Because a reporting tool like MSSQL
Server Reporting Services makes conditional formatting easy to put into
place, and because it is within the deployed reports that the resulting data
presentations are manifest, we often assume that conditional formatting is most
naturally to be handled within the Reporting layer. Complications arise,
however, when we have multiple values to which such formatting is applied, or
when our conditional formatting expressions become complicated and resource
intensive. Say the expression performs a somewhat lengthy comparison process
between values under consideration and multiple possible values, to support the
classification of the values within buckets, to each of which we assign a
specific formatting attribute. It is easy to see how report processing time
can be adversely affected when the conditional testing and resulting formatting
are applied to, say, every measure value in a given column of the report.

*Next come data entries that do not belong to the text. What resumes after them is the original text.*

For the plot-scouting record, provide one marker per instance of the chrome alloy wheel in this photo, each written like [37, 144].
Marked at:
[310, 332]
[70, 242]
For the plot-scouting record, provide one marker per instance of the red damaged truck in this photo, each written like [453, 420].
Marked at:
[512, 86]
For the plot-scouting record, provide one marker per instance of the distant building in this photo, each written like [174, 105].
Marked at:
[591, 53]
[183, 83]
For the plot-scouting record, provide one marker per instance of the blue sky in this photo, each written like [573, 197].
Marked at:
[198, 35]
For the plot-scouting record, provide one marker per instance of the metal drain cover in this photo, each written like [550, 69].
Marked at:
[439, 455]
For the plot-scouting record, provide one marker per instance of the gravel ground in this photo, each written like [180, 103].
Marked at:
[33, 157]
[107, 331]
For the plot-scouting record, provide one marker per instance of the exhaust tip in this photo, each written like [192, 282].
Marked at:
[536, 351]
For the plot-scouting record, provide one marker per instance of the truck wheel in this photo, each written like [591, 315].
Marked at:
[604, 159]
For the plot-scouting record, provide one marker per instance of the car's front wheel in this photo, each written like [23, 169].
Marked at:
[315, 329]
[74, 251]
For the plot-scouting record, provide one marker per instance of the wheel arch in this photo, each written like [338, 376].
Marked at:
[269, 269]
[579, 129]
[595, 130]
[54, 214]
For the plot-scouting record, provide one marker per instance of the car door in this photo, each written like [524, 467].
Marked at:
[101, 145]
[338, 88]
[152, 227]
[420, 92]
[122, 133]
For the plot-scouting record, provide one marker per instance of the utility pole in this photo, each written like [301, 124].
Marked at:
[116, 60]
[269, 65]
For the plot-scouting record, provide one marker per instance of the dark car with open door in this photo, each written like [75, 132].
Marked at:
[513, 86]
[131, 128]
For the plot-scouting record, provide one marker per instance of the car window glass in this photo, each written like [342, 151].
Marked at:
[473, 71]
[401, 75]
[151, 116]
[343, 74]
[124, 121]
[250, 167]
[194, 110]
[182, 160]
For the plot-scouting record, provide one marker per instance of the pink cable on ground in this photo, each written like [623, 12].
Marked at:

Analysis Services allows us to apply conditional
formatting at the cube level, where the values can be calculated and stored as
a part of structure of the cube, in many respects. This not only might mean
far more efficient report processing (where, for example, the expression in the
report that dictates the conditional formatting is substituted by an expression
that does a straightforward “pull” of the result(s) of the conditional test
from the cube (such as a color description). In such a scenario, the outcomes
of the test have already been determined, so the testing, specification of
format properties, and so forth, do not need to be performed in the report
itself at runtime, with the reporting application then assigning the desired
attribute for each report value individually. In addition to the often obvious
performance enhancement that results, the logic can be stored (and consistently
maintained and enforced), from a single location within the integrated
solution, instead of “hardcoded” into every report for which the same
conditional formatting logic is applicable.
In this session, we will
examine the process of embedding the logic to support conditional formatting
within a cube for a calculated measure. While we will be examining a relatively
simple set of circumstances in the interest of time and space, we should keep
in mind that the concepts involved (the fact that we do, indeed, have options, for
placing support of such capabilities among the multiple layers of the
architecture) can become extremely important in enterprise-level design and
implementation. Perhaps one of the most important considerations I hope to make
plain is that, as I have mentioned many times, determining the placement of
components among the layers requires far more than expertise in Analysis
Services or Reporting Services alone, an excellent grasp of SQL or
MDX, an outstanding capability to generate relational reports from MSSQL
Server, in general, or mastery of any of the other discrete layers of the
integrated solution. “Multi-level awareness” – and integrated expertise – is
required to optimize a multi-level solution.